RoboNiner is a multi-layer career projection system covering MLB players and all levels of the minor leagues. It generates Y+0 through Y+18 (or until career-end) projections for every hitter and pitcher in the affiliated minor league system.
Design Goals
Understanding the major public systems clarifies RoboNiner's design choices.
PECOTA (Baseball Prospectus)
Method: Comparables-based. Finds 25 historical players most similar to the target via Mahalanobis distance (age, level, skill rates, body type, handedness), then blends their actual career trajectories. Produces percentile bands (10th/90th).
ZiPS (Dan Szymborski, FanGraphs)
Method: Marcel-based (3-year weighted average with regression), modified by Tango/Lichtman aging research. Comps inform aging curves rather than trajectories directly.

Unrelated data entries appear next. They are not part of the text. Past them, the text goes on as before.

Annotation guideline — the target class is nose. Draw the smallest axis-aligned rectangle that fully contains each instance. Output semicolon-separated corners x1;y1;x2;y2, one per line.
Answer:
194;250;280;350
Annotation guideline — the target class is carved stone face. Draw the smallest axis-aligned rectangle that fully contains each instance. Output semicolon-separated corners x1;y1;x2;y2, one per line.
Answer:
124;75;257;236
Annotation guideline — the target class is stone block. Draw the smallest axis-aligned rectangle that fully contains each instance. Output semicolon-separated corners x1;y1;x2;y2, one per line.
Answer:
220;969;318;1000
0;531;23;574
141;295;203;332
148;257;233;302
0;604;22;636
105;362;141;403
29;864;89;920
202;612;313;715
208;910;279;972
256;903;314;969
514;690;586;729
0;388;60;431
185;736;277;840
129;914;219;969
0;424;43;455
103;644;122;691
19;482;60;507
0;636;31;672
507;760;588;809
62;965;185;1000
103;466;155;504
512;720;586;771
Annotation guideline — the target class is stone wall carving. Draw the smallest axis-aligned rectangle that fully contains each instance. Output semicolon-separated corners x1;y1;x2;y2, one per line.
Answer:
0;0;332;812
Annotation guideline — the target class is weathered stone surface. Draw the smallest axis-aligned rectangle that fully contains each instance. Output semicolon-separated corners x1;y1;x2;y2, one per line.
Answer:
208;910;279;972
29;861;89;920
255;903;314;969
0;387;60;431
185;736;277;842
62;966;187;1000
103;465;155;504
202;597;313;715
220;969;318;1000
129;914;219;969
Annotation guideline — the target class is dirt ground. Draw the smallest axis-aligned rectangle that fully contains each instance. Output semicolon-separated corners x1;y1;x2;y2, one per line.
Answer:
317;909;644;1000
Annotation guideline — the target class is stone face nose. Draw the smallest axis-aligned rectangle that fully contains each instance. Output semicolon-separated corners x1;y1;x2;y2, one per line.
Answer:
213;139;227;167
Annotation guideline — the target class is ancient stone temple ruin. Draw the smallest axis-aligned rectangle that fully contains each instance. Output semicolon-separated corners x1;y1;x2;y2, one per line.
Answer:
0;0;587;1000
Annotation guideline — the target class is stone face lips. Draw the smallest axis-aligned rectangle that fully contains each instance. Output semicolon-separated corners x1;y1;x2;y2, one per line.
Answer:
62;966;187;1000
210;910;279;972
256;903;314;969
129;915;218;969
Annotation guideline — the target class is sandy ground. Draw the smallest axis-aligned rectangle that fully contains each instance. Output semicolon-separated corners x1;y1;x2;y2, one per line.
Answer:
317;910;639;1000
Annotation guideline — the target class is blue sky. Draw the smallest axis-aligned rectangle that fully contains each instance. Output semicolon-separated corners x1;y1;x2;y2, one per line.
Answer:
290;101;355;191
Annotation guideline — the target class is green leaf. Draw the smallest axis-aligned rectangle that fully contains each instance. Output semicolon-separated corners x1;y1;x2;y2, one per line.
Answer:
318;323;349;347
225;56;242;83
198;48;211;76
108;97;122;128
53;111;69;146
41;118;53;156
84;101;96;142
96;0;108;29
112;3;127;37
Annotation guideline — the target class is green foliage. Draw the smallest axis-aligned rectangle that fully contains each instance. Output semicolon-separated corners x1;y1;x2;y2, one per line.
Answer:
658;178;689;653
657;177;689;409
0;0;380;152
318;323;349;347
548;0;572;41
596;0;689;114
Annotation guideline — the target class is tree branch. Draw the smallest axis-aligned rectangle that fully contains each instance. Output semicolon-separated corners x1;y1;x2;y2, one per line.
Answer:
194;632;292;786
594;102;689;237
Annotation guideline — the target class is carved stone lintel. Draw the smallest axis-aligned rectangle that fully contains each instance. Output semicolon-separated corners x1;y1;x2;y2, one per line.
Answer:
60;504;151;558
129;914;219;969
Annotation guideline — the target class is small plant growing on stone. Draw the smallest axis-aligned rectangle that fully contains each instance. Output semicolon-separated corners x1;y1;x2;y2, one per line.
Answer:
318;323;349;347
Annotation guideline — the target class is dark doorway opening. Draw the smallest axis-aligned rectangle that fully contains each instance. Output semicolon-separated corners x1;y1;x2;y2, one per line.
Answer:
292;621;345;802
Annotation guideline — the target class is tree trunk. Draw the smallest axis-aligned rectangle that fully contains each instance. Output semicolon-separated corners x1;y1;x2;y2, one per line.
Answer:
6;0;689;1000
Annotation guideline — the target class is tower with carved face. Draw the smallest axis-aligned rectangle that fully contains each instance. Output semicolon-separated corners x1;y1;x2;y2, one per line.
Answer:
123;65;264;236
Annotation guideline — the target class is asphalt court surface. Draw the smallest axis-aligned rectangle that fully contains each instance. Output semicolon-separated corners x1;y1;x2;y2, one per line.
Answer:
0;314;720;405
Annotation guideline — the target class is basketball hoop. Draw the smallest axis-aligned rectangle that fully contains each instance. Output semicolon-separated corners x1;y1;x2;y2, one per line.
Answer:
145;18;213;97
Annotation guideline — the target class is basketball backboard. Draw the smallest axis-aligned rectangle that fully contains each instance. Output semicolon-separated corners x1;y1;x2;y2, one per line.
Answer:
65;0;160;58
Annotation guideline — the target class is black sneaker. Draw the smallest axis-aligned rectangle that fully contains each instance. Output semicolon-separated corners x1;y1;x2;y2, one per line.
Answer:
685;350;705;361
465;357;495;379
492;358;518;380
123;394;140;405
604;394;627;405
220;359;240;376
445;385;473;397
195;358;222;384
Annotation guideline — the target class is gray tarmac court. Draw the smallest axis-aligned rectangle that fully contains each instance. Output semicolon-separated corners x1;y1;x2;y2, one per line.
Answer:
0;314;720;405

Steamer (Jared Cross, FanGraphs)
Method: Component-based regression with aging. Separately models AVG, OBP, SLG, K%, BB%, BABIP using independent regression weights. Consistently the most accurate single-year system in public evaluations.
THE BAT X (Derek Carty)
Method: Neural network / ML approach on Marcel foundation. Most aggressive Statcast integration of any public system.
OOPSY (Dave Fleming)
Method: Similar to ZiPS with validated young-for-level adjustments. Key insight: a player 2+ years younger than the average at their level has demonstrated elite talent relative to peers.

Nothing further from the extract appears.